Well, the first thing my friends and acquaintances asked me when they call is which city are you in, because of my constant travelling, in fact, I was scheduled to be in New York before the lockdown. I do miss travelling, but desk work keeps me really busy, and at the moment I am exploring more opportunities to curate significant and impactful online programmes not only to entertain but to support various artists and performers as well. Our lockdown live programme which we started after the lockdown is successfully running in seven states in India now with our associates.
Now when you go back to meeting young students at renowned universities across the globe, will there be any post-lockdown life lessons that you’d would you share?
The lockdown has taught us invaluable life lessons; one is, we have to focus on what we need and not what we want. We must have realised by now that we need very little to survive and to live our daily lives in comparison to what we want in the name of life. As the greatest poet of our life Neeraj said “Saman Jitna Kam Hoga, Safar Utna hi Aasan Hoga”. I also feel that the lockdown has allowed us to rediscover ourselves and increase our creative output.
You’ve spearheaded several social initiatives over the years and have driven real change, but rarely we get to see you accepting awards or be the centre of your own events. Why is that?
Your work should speak for itself, and I don’t believe in using my own organisation for my personal visibility. Your work should be more visible than you as an individual. As for me not accepting awards, there is much more to be done before I can accept an award. For every award I’ve been offered, I’ve always found people who are more deserving than me. Also, no achievement is accomplished individually; it is always a team effort. I strongly believe that it is your work which has to be visible, not your individuality. If your work is visible, you will get visibility on your own.You are one of the most sought-after men in Kolkata and are known for your influencial skills. Please share your secret.
Well, I don’t claim that! But yes, I do believe in making friends and maintaining relations. I have friends across the globe in all segments of society. To be honest, I never make enemies. Those who become enemies, do so by their own choice. My friend once told me that your presence itself in many places is a cause of worry to many and to stop thinking about it. What I can say is, in my field of work, you can love me or hate me, but you cannot ignore me.
Every few months, the news about you joining politics gets rife. Are we going to see you enter politics, finally?
No, not at all. I do have good relations with political leaders across party line as I support individuals in politics rather than the party. I want to put all rumours again to rest regarding speculations of me joining politics or any political party. I have no interest in joining politics or any political party in the future, period.You are often spotted with film personalities at page 3 parties, and have done some interesting cameos as well in movies. Any plans of venturing into the commercial film world?

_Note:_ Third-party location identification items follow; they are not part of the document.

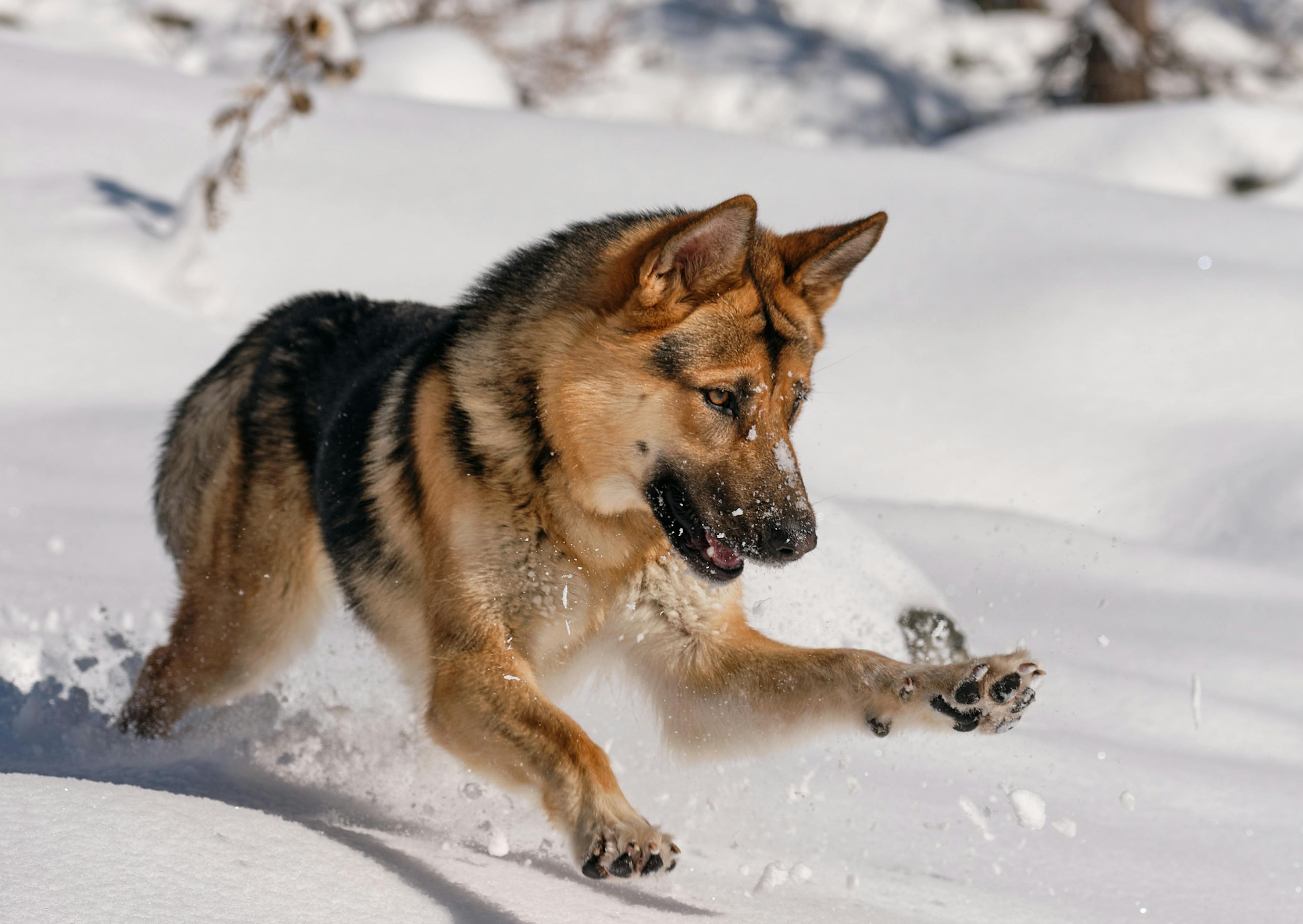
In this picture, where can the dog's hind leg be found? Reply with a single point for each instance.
(488, 711)
(251, 591)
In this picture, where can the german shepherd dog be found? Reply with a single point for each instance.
(584, 451)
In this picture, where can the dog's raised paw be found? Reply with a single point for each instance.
(625, 855)
(991, 694)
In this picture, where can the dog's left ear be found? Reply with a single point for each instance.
(819, 261)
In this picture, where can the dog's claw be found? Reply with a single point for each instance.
(622, 867)
(594, 870)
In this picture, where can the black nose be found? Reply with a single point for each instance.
(789, 541)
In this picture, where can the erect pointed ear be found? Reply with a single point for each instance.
(708, 249)
(820, 260)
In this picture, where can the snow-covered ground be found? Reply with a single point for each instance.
(1035, 407)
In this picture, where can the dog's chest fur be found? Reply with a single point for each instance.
(554, 607)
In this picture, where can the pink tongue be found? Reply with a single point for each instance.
(722, 554)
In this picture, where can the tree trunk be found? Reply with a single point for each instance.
(1117, 68)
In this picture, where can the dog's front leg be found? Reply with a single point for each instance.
(720, 682)
(487, 708)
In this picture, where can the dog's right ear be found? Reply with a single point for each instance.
(701, 255)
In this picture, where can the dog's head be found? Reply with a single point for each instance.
(686, 398)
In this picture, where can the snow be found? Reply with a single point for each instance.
(1203, 148)
(191, 859)
(1035, 411)
(1028, 808)
(438, 64)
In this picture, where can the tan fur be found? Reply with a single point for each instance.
(501, 579)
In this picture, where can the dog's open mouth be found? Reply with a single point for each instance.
(704, 549)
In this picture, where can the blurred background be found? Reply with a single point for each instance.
(807, 72)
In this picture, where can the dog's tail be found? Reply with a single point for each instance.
(200, 435)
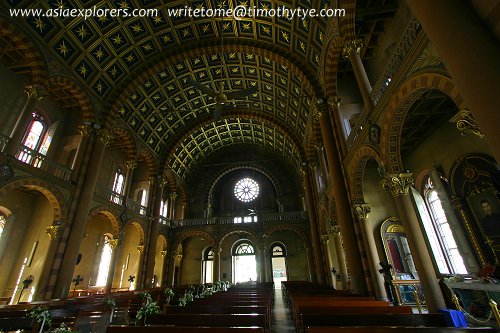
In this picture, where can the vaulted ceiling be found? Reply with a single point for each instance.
(141, 69)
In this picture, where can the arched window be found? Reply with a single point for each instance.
(37, 139)
(244, 264)
(3, 221)
(143, 199)
(207, 265)
(105, 262)
(278, 262)
(444, 247)
(118, 185)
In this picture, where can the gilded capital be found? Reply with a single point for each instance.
(325, 238)
(398, 184)
(85, 129)
(334, 102)
(361, 211)
(54, 231)
(132, 164)
(35, 91)
(334, 230)
(104, 136)
(466, 123)
(113, 242)
(352, 46)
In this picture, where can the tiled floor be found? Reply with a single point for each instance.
(281, 320)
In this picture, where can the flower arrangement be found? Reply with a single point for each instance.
(42, 315)
(149, 308)
(110, 303)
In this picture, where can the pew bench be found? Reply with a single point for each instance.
(393, 329)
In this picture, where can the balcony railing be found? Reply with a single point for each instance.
(39, 161)
(278, 217)
(107, 194)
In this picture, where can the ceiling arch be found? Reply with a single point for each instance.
(211, 137)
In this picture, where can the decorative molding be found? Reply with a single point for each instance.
(398, 184)
(54, 231)
(36, 92)
(361, 211)
(466, 123)
(352, 46)
(104, 136)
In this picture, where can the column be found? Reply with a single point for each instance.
(362, 211)
(81, 212)
(35, 93)
(153, 231)
(335, 231)
(342, 202)
(400, 187)
(85, 130)
(216, 268)
(313, 225)
(171, 206)
(352, 51)
(441, 21)
(326, 253)
(115, 245)
(131, 165)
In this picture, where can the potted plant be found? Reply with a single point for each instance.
(148, 308)
(111, 304)
(169, 294)
(62, 329)
(42, 315)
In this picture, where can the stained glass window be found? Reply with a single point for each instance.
(246, 190)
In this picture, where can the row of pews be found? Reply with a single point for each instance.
(316, 309)
(239, 309)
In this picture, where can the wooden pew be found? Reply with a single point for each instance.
(182, 329)
(410, 320)
(393, 329)
(212, 320)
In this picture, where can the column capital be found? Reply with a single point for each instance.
(361, 211)
(113, 242)
(104, 136)
(131, 164)
(325, 238)
(35, 91)
(398, 184)
(334, 101)
(466, 123)
(334, 230)
(85, 129)
(352, 46)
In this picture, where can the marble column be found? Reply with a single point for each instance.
(115, 244)
(400, 187)
(337, 238)
(155, 220)
(85, 131)
(362, 211)
(342, 202)
(35, 93)
(313, 226)
(352, 51)
(328, 262)
(131, 165)
(476, 73)
(77, 231)
(216, 268)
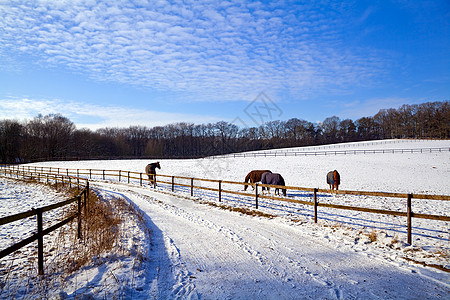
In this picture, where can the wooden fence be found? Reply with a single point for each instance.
(192, 184)
(279, 153)
(41, 232)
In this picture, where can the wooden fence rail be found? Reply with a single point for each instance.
(189, 183)
(41, 232)
(330, 152)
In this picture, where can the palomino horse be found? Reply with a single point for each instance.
(333, 179)
(273, 179)
(150, 170)
(254, 176)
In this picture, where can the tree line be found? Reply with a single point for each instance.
(54, 136)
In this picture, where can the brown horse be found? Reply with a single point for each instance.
(333, 179)
(150, 170)
(273, 179)
(254, 176)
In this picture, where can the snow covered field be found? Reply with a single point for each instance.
(201, 251)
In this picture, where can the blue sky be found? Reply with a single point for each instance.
(123, 63)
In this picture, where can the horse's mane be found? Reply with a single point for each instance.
(282, 180)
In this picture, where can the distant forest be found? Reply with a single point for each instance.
(55, 137)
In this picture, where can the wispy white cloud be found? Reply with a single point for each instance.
(212, 50)
(91, 116)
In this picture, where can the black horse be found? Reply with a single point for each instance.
(273, 179)
(150, 170)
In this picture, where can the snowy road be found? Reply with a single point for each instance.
(201, 251)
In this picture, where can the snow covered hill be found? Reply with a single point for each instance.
(200, 251)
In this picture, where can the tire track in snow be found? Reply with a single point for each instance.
(270, 265)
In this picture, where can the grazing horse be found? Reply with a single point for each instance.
(333, 179)
(254, 176)
(273, 179)
(150, 170)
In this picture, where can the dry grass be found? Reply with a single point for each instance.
(64, 252)
(242, 210)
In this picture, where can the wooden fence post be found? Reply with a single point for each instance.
(256, 195)
(40, 242)
(315, 205)
(79, 216)
(409, 217)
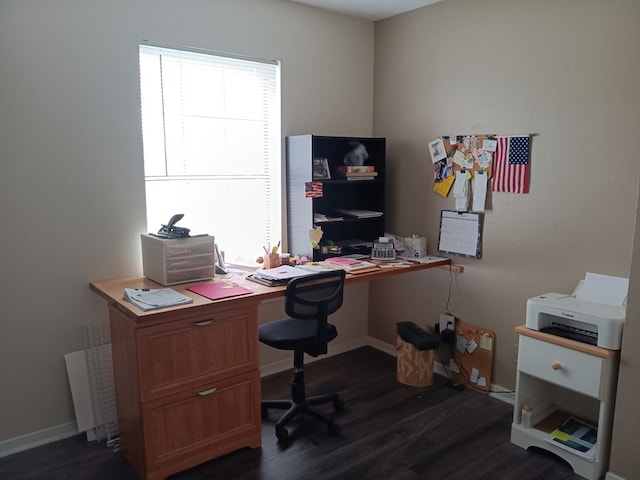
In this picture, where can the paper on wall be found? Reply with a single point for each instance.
(604, 289)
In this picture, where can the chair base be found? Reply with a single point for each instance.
(307, 407)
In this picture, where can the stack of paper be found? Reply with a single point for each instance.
(351, 265)
(152, 299)
(575, 436)
(278, 275)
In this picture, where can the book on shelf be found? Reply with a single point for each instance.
(321, 218)
(576, 437)
(360, 213)
(360, 178)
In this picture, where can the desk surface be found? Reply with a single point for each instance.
(111, 290)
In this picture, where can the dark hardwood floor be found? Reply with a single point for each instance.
(388, 431)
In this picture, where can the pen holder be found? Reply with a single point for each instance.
(271, 261)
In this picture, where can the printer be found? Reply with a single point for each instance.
(578, 319)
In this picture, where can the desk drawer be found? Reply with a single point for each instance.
(203, 422)
(177, 355)
(575, 370)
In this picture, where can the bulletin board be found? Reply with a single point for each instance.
(473, 352)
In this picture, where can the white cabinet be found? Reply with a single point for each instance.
(562, 378)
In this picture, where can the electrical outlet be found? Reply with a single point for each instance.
(447, 322)
(453, 366)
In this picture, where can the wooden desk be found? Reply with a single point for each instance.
(187, 378)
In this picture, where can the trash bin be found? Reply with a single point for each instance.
(415, 348)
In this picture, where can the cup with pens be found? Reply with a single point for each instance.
(272, 257)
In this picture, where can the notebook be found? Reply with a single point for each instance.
(285, 272)
(218, 290)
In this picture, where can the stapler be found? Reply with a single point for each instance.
(171, 231)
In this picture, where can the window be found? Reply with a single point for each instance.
(211, 136)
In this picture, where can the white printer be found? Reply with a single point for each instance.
(575, 317)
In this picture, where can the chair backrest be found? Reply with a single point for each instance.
(316, 297)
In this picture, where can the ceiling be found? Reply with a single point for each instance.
(370, 9)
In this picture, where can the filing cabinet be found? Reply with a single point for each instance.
(562, 378)
(187, 385)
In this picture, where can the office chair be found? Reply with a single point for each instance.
(309, 301)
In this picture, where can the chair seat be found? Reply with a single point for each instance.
(293, 334)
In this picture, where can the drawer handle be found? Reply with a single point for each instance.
(203, 323)
(209, 391)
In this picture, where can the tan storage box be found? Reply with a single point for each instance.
(177, 260)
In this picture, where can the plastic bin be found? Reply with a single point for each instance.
(416, 352)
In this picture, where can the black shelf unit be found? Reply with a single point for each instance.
(352, 235)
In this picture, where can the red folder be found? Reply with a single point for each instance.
(218, 290)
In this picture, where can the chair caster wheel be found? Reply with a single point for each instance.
(282, 434)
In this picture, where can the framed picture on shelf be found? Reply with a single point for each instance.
(321, 169)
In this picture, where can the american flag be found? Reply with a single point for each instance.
(313, 189)
(511, 165)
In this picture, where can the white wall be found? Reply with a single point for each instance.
(71, 178)
(566, 71)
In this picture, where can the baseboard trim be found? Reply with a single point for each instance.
(612, 476)
(37, 439)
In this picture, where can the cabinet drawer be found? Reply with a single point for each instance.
(177, 355)
(203, 422)
(574, 370)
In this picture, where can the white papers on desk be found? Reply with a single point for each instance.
(283, 273)
(479, 191)
(154, 298)
(603, 289)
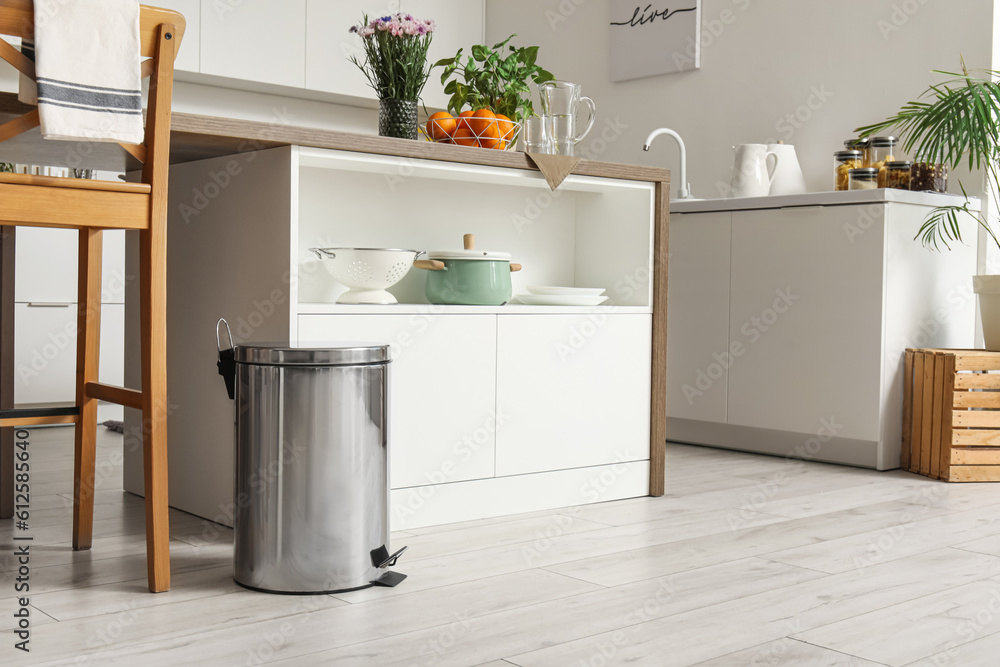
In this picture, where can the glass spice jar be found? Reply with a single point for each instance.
(927, 175)
(859, 145)
(865, 178)
(881, 150)
(844, 162)
(897, 175)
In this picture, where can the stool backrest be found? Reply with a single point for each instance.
(160, 33)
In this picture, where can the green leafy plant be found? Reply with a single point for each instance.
(952, 122)
(395, 55)
(491, 80)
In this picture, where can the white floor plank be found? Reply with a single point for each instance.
(789, 651)
(711, 632)
(918, 628)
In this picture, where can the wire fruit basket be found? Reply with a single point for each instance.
(483, 131)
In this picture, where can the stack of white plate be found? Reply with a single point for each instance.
(563, 296)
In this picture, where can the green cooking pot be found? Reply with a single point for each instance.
(468, 277)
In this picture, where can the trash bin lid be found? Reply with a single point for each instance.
(345, 354)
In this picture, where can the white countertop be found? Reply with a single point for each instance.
(929, 199)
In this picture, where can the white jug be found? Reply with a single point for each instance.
(788, 178)
(751, 176)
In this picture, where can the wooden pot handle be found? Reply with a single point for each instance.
(429, 264)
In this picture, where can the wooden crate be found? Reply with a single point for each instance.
(951, 414)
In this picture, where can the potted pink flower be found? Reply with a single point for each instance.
(395, 64)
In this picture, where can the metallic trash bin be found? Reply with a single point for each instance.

As far as films are concerned, I am not at all venturing into film productions either. I have excellent friends in Tollywood. I did a cameo on my friend Arindam Sil’s film with Mithun Chakraborty years back. In fact, in his upcoming film Maya Kumari I have a cameo with Rituparna Sengupta.
What’s your next passion project?
I am working on another book on wildlife which I hope will be out by this winter.
Lastly, Pujo is around the corner, and we are still in mid of a pandemic sans a vaccine. What are your plans and any advice you have for people as the chairman of Chaltabagan Puja, the most famous celeb puja of Kolkata and also one of the most-talked about Sindoor Khela?
We are doing Durga puja this year for sure and shall adhere to all the new norms indicated by authorities. In addition to other things, we are also working on an online Durga puja show and a musical film on goddess Durga.